Discover more from Learning by Proxy with Vivek Srinivasan
Learning by Proxy | Debt-rimental Budget
As countries move to announce larger stimulus for their economy, the question of how they plan to pay back the debt they are taking on still hangs in the air. We know the source of the next distress!
The developed world is in far greater trouble than the developing nations because they are sinking deeper in debt with each progressing day. The last time nations saw as much debt on their books, they were waging a war! This war is different, no land to occupy, no people to punish.
Capitalism demands growth. COVID not only broke the growth cycle, it has taken nations back 3-5 years. Will the coming crisis break Capitalism’s back?
Burdened by Debt
“I have to go to the government office.” A sentence that implies you have to waste your entire day.
You may have to go to get your property registered or get a driving license or get a business license. The job of the government is to create laws and ensure that they are maintained.
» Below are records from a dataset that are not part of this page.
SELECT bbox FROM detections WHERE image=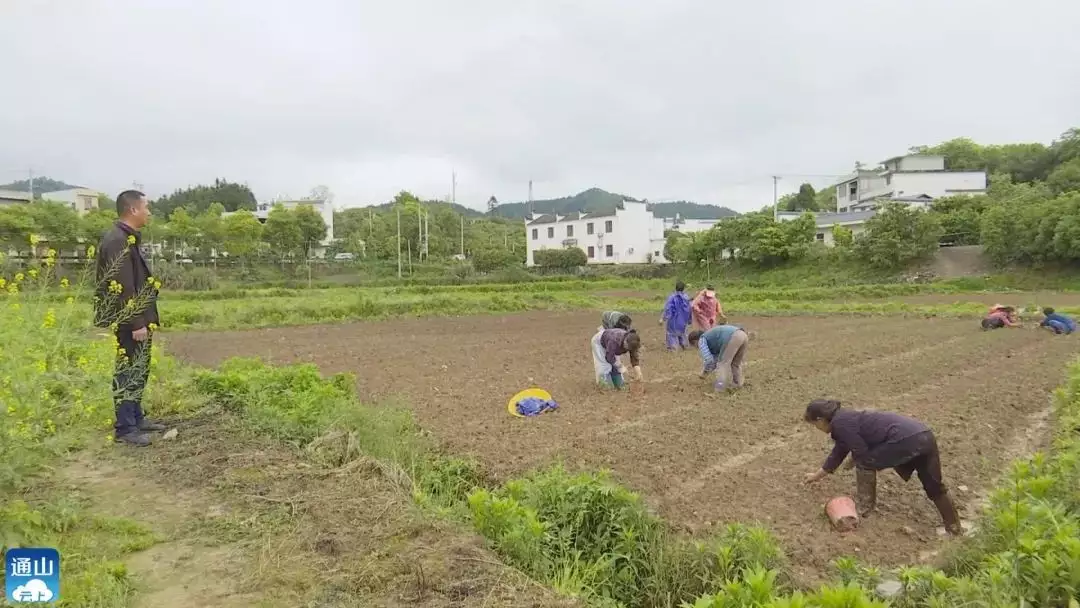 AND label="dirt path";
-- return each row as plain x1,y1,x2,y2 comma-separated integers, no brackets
64,418,572,608
159,312,1080,578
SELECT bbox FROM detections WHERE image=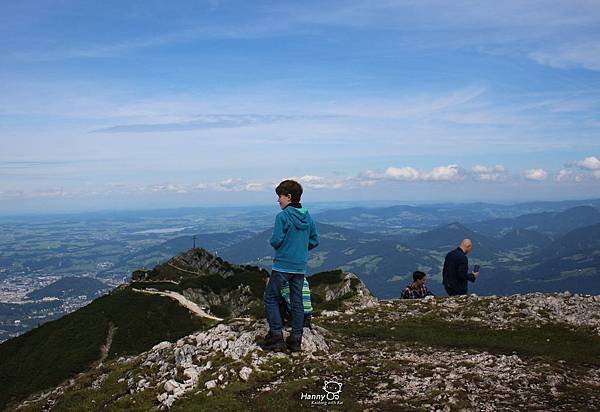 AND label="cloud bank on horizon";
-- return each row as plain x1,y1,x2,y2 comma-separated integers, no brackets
0,0,600,212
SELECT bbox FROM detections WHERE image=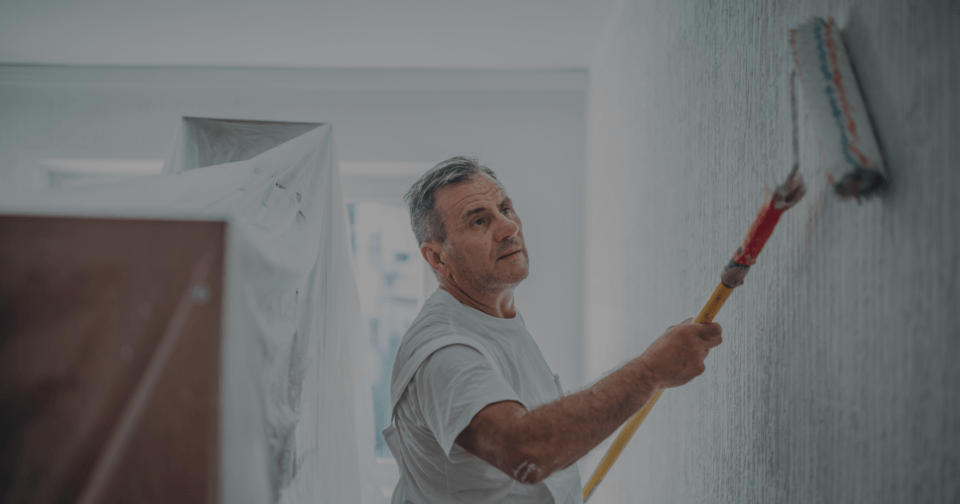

There are lawmakers (MPs) and their teams who create the law. Then government officials who administer the law - issuing licenses, etc. And the police and court system meant for the upkeep of the law.
This entire system of people that enable this need to be paid salaries. Apart from this, the government also spends on activities that are for public good - such as building roads, school, etc. - which are supposed to provide returns in the long terms. The salary and the investments comes from the income of the government, which we also call Taxes. While the job of the government is to govern the playing field and not be a player, as I mentioned in the first post of the year; sometimes the government likes to get into business. Indian Railways is a good example of the government running a business.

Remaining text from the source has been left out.